On December 20, a landslide buried the southern city of Shenzhen with red mud and debris. That landslide was not purely natural, however, and arrests are finally being made.
Shenzhen is a significant part of China. The Washington Post describes it as “the location of the first of the special economic zones that eventually turned the nation into the low-cost manufacturing floor of the globe.”
The city has created an unimaginable amount of jobs for the Chinese population and has even built dorms where travelling employees can reside in order to make their commute shorter.
When the landslide occurred, Shenzhen was covered in mud and debris from the landfill located on the outskirts of the city. It was there that the landslide originated.
That landfill opened in 2013 in an effort to take in the construction waste caused by reinventing Shenzhen into the city it was trying to become: a hub of technology. Trucks employed by the owners of the landfill were paid by the load and that led to unloading more and more debris that built up into a dangerous pile.
The landslide could have easily been avoided if officials had listened to warnings they received on December 16. A local environmental monitoring firm foresaw a possible disaster, like a landslide, from the growing pile of debris and warned officials that they should suspend operations to the landfill.
The notification that officials received about the risks was ignored.
It was only four days later that the landslide occurred after some heavy rain and buried a portion of Shenzhen.
The landslide affected 33 buildings, reducing the architecture to rubble in seconds.
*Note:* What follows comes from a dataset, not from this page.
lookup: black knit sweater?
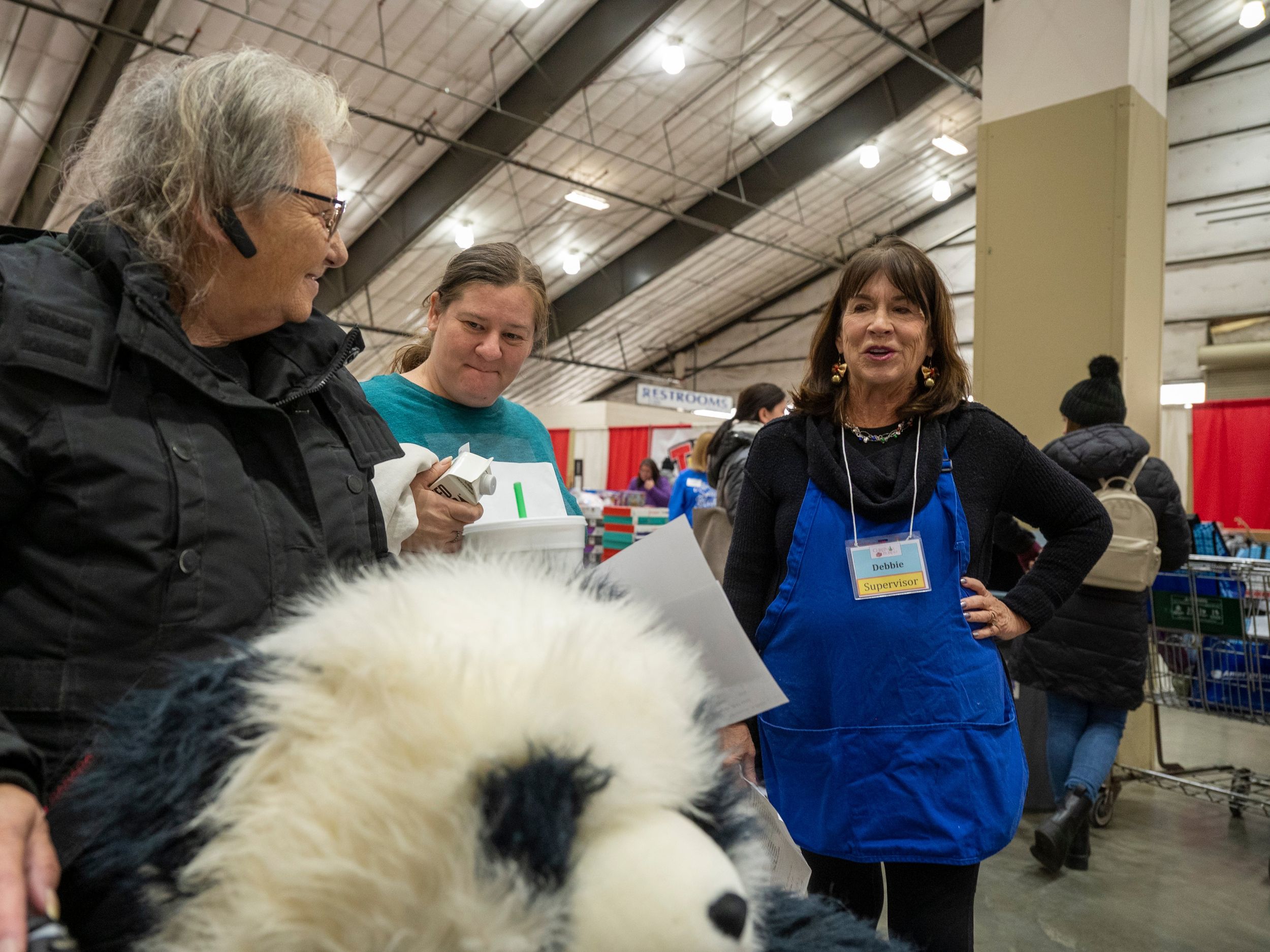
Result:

As the landslide struck, a portion of the pipeline responsible for transporting natural gas exploded, causing an even more deadly disaster for residents.
Some of the terrifying effects of the landslide were documented by residents with camera phones.
Disclaimer: Video may be too shocking for some viewers.
Almost 75 people have been declared missing or dead as a direct result of the landslide. Approximately 1,500 rescue workers have been searching the area of the landslide nonstop in hopes of finding the missing people. That figure is according to a report posted by the Guangming New District government on China’s version of a Twitter and Facebook hybrid, Sina Weibo.
Authorities have finally arranged the arrests of 11 people thought to be responsible for the devastating landslide. Among the landslide arrests were the chief and deputy manager employed by the company that is responsible for the landfill, dispatcher and supervisor of the landfill, as well as seven others.
Although the arrests were made, they did not come soon enough for an official that belonged to the district where the landslide occurred. That man, only referred to as Xu by the media, was responsible for regulating business and construction sites. He killed himself by jumping from a building just a week after the landslide happened. People have speculated that the disaster was the reason for his deadly action.
The 11 people taken in by the arrests were charged with negligence and causing a serious accident.
“Officials have labeled the landslide a man-made disaster,” the Associated Press reported. “Raising the possibility of harsh penalties for those held responsible.”
The authorities are being encouraged to find and charge anyone else that might be responsible for the negligence that caused the landslide.